JAN 26, 2019
Backlog of untested rape kits is 'a public safety issue,' may let offenders slip away
The discovery of the body of
Hania Noelia Aguilar, a 13-year-old girl who was raped and murdered after being kidnapped outside her home, broke hearts in the small community of Lumberton, North Carolina, last fall.
"It is absolutely tragic and makes me sad and a little bit crazy that this girl was killed, and if the case had been investigated properly, chances are she would be alive today," North Carolina Attorney General Josh Stein told ABC News.
"If he had been linked in 2016, we'd be having a very different conversation," Monika Johnson Hostler, executive director of the North Carolina Coalition Against Sexual Assault, told ABC News.

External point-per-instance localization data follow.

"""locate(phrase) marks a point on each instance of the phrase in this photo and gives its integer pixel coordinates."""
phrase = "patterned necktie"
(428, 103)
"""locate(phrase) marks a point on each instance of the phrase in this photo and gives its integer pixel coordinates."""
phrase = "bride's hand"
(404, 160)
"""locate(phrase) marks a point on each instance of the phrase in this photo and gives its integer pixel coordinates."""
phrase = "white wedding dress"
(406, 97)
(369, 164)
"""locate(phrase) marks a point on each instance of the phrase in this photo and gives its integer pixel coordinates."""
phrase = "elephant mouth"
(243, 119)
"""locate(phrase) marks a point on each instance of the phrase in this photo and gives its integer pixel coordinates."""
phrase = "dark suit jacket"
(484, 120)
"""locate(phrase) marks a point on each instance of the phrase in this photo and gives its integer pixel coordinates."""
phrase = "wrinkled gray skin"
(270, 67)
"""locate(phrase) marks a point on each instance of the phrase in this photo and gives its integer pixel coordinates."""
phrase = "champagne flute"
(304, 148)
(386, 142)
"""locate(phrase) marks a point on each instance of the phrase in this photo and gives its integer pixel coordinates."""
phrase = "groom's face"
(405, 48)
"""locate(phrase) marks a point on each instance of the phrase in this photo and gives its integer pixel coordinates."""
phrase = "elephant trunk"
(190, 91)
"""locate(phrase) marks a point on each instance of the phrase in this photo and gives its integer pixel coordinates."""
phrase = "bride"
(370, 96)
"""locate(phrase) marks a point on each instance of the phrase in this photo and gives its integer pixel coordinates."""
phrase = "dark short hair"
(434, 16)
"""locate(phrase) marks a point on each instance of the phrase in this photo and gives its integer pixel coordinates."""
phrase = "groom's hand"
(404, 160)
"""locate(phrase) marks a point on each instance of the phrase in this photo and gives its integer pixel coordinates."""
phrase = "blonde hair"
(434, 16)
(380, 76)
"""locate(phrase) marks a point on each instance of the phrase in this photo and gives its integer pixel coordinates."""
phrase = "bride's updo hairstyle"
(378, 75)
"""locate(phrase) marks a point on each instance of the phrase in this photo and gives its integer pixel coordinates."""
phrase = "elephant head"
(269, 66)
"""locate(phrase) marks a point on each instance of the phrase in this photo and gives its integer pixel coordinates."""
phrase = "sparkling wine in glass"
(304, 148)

The fact that the 2016 rape kit had been tested at all is remarkable, critics say. Between 14,000 to 15,000 other rape kits in North Carolina are waiting their turn in a massive backlog that's been piling up for years, leaving potential repeat offenders like Aguilar's alleged killer free to find their next target.
North Carolina has the highest known
number of untested kits of any state, according to data collected by End the Backlog, a Joyful Heart Foundation initiative. Knecht estimates it will take "years and years" to test them all. The next highest state is California with 13,615 untested kits -- and four times as many people.